2 Alfred M. Wolfe Fellow is awarded in his memory to a top ranking nominee majoring in Agriculture, Classical Latin/Ancient Greek, or English.
3 Yoerger Presidential Fellow - This fellowship, established in 2001 as a result of the generosity of Past National President Roger Yoerger is awarded each year to a student in one of the basic science disciplines (i.e., engineering, agriculture) rather than law or medicine.
4 Slater Fellow - In 1985, on his 95th birthday, Dr. James R. Slater, emeritus professor of biology at the University of Puget Sound, became the first member of the Society to make a special contribution to have a fellowship bear his name. In awarding the Slater Fellow, preference is given to the top scorer whose undergraduate field is in the biological sciences.
5 The Deborah and John Yeakel Fellow - Dr. John A. Yeakel and his wife Deborah Yeakel established the fellowship in 2011 to support graduate education for student nominees from the state of New Mexico. In the event that there are no nominees from a New Mexico chapter, the award will be given to any nominee pursuing graduate education in the fields of international relations, peace studies or conflict resolution. In the event that an individual meeting either criteria is not available, the award will be given to any nominee pursuing graduate education in any field other than law.
6 Marjorie Schoch Fellow is awarded to a top ranking nominee. Mrs. Schoch earned a B.A. from Butler University and a Master of Library Science from the University of Illinois. She also enjoyed photography and travel. She was a lifelong supporter of her local chapter and Phi Kappa Phi Foundation for which The Society has established a named fellowship in her memory.
7 Ruth E. Brasher Fellow - In recognition of years of dedicated services and in appreciation for her providing a planned gift to endow a fellowship, the Phi Kappa Phi Board of Directors created a named fellowship in honor of Dr. Ruth E. Brasher. The fellowship is awarded to the nominee from Chapter #058 at Brigham Young University should that nominee be chosen as a Fellowship recipient. If there is no fellowship recipient from this chapter, preference will be given to a recipient whose record of service is exceptional and/or whose undergraduate major is domestic and family science, should there be one.
8 Kathleen Greey Fellow - The Greey Fellowship was created in 2001 to honor the memory of the late Kathleen Greey, a longtime chapter officer at Portland State University, who provided funds for this purpose in her estate plan. Preference will be given to one of the top-ranking nominee whose undergraduate field is other than the basic sciences.
9 The Alice and Russell True Foundation Fellow - Established in 2012, this distinction is awarded to a Marcus L. Urann Fellowship recipient pursuing graduate education in any science field.

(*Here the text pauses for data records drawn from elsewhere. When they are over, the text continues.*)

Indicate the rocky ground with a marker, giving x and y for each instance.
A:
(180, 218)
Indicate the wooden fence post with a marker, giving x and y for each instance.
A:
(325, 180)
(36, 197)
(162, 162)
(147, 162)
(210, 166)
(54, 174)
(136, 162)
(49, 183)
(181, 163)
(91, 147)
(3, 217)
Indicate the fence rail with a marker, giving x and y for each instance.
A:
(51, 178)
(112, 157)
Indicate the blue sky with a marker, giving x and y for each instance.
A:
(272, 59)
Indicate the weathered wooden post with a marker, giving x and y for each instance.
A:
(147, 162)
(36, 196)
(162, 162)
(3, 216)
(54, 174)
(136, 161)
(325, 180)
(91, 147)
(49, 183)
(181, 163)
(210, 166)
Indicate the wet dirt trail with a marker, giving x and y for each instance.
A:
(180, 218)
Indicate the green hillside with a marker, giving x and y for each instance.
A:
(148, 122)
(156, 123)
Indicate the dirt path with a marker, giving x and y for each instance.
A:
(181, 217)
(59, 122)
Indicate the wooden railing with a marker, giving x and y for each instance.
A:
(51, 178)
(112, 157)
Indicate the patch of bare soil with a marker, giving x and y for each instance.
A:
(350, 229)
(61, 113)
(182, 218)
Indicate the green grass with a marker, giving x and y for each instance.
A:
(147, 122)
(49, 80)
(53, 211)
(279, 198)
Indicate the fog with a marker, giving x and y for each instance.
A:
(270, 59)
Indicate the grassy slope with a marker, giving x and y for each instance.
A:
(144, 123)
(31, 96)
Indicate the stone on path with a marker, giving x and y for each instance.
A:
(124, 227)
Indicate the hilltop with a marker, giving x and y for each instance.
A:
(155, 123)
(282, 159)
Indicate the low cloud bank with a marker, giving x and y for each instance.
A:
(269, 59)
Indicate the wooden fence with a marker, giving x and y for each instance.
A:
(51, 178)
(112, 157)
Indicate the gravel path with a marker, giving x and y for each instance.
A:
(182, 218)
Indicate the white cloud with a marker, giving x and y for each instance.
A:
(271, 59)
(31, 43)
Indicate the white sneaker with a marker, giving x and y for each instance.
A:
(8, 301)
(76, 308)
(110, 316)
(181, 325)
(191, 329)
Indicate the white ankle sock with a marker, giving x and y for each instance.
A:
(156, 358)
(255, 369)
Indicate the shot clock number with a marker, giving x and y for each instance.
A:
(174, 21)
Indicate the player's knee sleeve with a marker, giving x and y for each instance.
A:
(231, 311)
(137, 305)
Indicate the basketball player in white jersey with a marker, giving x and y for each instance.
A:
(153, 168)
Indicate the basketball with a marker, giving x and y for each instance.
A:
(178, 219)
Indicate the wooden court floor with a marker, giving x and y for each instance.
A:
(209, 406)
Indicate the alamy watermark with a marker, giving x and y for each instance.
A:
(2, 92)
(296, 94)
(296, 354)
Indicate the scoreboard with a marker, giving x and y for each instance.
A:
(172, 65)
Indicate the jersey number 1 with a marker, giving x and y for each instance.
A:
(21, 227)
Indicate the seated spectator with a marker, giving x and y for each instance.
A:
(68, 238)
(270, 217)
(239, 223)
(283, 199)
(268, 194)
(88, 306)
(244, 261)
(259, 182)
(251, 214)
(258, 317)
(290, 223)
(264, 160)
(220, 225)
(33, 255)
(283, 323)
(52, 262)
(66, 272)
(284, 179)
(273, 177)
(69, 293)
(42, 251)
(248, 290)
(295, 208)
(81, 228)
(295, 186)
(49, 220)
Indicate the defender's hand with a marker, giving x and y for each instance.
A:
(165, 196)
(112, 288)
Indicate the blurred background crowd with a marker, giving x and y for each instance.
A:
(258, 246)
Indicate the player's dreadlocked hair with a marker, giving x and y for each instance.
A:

10 The Agatha Huepenbecker Burnet Fellow - Established in 2015, this fellowship honors the memory of Agatha Huepenbecker Burnet, a dedicated chapter officer who served the Society in leadership roles at the national, regional and chapter levels. Burnet taught textiles and clothing at Iowa State University from 1956 until her retirement in 1993. The fellowship is awarded to a top-ranking nominee in any discipline.